In Pujara’s absence Tom Alsop will captain the side and the make up of the team will be interesting. Jack Carson and James Coles could offer a double spin threat and Dan Ibrahim might get an opportunity.
But after the three Toms – Clark, Haines and Alsop – at the top of the order, who follows with the bat is anyone’s guess.
Sussex’s odds to win the Vitality Blast before a ball was bowled were 33-1 and they won’t have shortened after the first eight games.
Winning the second match against Surrey at The Oval was an unexpected surprise and they showed plenty of spirit in chasing a tricky total on a testing pitch against a good attack. But since then there have been five defeats out of six and little to commend in the performances.
Farbrace lambasted the batters after the 25-run loss to Essex then skipper Ravi Bopara didn’t take part in the 10-wicket defeat to Hampshire after he was delayed by a crash on the M27.
Perplexed Sussex fans were entitled to wonder why Bopara hadn’t travelled with the rest of the team to the Ageas Bowl.
If they’d all been held up, the start of the game would have been delayed. Instead, Sussex had to re-jig their side and go into it without their most experienced batter.
Things didn’t improve the following day when their attack leaked more than 200 runs in the defeat to Glamorgan. Despite beating Middlesex at Lord’s, the comprehensive defeat in the return fixture with Surrey at Hove last night show that Sussex’s race could be run even before the tournament goes into its hiatus for a week or so.
It takes a while to build a strong, competitive squad in any format. Before reaching the knockouts for four successive seasons from 2018-21, Sussex didn’t make it beyond the group stage for four of the previous five T20 tournaments.
This team, even at its strongest, lacks top-order muscle and the marquee players who can bend a game to their will in the way that Luke Wright, Phil Salt, Chris Jordan, David Wiese and, in his first few seasons at least, Rashid Khan was able to do.
So there should be no shame during the second half of the Blast in Farbrace and white-ball coach James Kirtley trying different combinations to find a winning blend, with a view to next season’s tournament.
It’s not as if this approach will have much effect on attendances at Hove, with the game against Surrey last night sold out in advance.
For the casual Sussex cricket fan, the result of a T20 game is not the be all and end all.

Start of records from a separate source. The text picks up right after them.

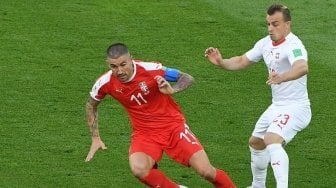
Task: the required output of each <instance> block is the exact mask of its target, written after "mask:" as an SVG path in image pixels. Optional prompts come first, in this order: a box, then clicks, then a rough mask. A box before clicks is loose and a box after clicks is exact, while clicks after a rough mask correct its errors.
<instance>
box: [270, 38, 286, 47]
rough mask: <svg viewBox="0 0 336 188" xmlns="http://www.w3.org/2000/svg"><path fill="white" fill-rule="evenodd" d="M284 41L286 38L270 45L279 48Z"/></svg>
mask: <svg viewBox="0 0 336 188" xmlns="http://www.w3.org/2000/svg"><path fill="white" fill-rule="evenodd" d="M285 41H286V37H284V38H282V39H280V40H278V41H273V42H272V45H273V46H279V45H280V44H282V43H284V42H285Z"/></svg>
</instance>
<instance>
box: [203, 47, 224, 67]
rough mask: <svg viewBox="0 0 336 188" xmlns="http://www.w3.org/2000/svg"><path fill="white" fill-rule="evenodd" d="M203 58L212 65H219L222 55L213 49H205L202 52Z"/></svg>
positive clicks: (213, 48) (214, 49)
mask: <svg viewBox="0 0 336 188" xmlns="http://www.w3.org/2000/svg"><path fill="white" fill-rule="evenodd" d="M204 56H205V57H207V58H208V60H209V61H210V62H211V63H212V64H214V65H220V63H221V62H222V60H223V58H222V54H221V53H220V52H219V50H218V49H217V48H214V47H209V48H207V49H206V50H205V52H204Z"/></svg>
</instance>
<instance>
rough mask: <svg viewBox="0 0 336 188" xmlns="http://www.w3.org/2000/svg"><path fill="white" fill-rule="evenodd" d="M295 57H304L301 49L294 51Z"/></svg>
mask: <svg viewBox="0 0 336 188" xmlns="http://www.w3.org/2000/svg"><path fill="white" fill-rule="evenodd" d="M293 55H294V57H298V56H302V51H301V49H294V50H293Z"/></svg>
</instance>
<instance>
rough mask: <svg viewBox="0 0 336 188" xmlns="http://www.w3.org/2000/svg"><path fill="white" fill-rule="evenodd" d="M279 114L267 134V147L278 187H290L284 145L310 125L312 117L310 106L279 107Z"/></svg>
mask: <svg viewBox="0 0 336 188" xmlns="http://www.w3.org/2000/svg"><path fill="white" fill-rule="evenodd" d="M277 112H278V115H277V116H276V118H274V120H273V121H272V124H271V126H270V127H269V129H268V130H267V133H266V134H265V140H264V142H265V144H266V145H267V147H266V149H267V151H268V152H269V154H270V158H271V166H272V169H273V173H274V176H275V179H276V182H277V187H278V188H286V187H288V173H289V159H288V155H287V153H286V151H285V149H284V148H283V146H284V145H285V144H287V143H289V142H290V141H291V140H292V139H293V138H294V136H295V135H296V134H297V133H298V132H299V131H301V130H303V129H304V128H305V127H307V126H308V124H309V122H310V119H311V112H310V108H309V107H302V106H295V105H291V106H286V107H280V108H278V109H277Z"/></svg>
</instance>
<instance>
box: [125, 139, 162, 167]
mask: <svg viewBox="0 0 336 188" xmlns="http://www.w3.org/2000/svg"><path fill="white" fill-rule="evenodd" d="M135 153H144V154H146V156H149V157H150V158H151V159H153V160H154V161H155V163H157V162H159V161H160V159H161V158H162V154H163V148H162V146H161V145H160V144H158V143H156V142H155V141H153V139H152V138H151V137H150V136H146V135H143V134H137V133H133V135H132V140H131V145H130V148H129V157H130V160H131V156H132V155H133V154H135ZM135 156H137V155H135ZM133 158H135V157H132V159H133ZM138 158H139V159H143V157H141V156H139V157H137V158H135V159H138ZM134 161H137V160H134Z"/></svg>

If he or she sees the ball disappearing into the stands, bowlers spreadeagling the coloured stumps while the sun shines, the beer and wine flows and the kids enjoy a knock-up on the outfield afterwards, they will consider it money well spent.
Let coaches and players worry about the performances and making sure – as Farbrace and co need to do this week – that there is no hangover from bad results in one competition affecting the progress they have made in another.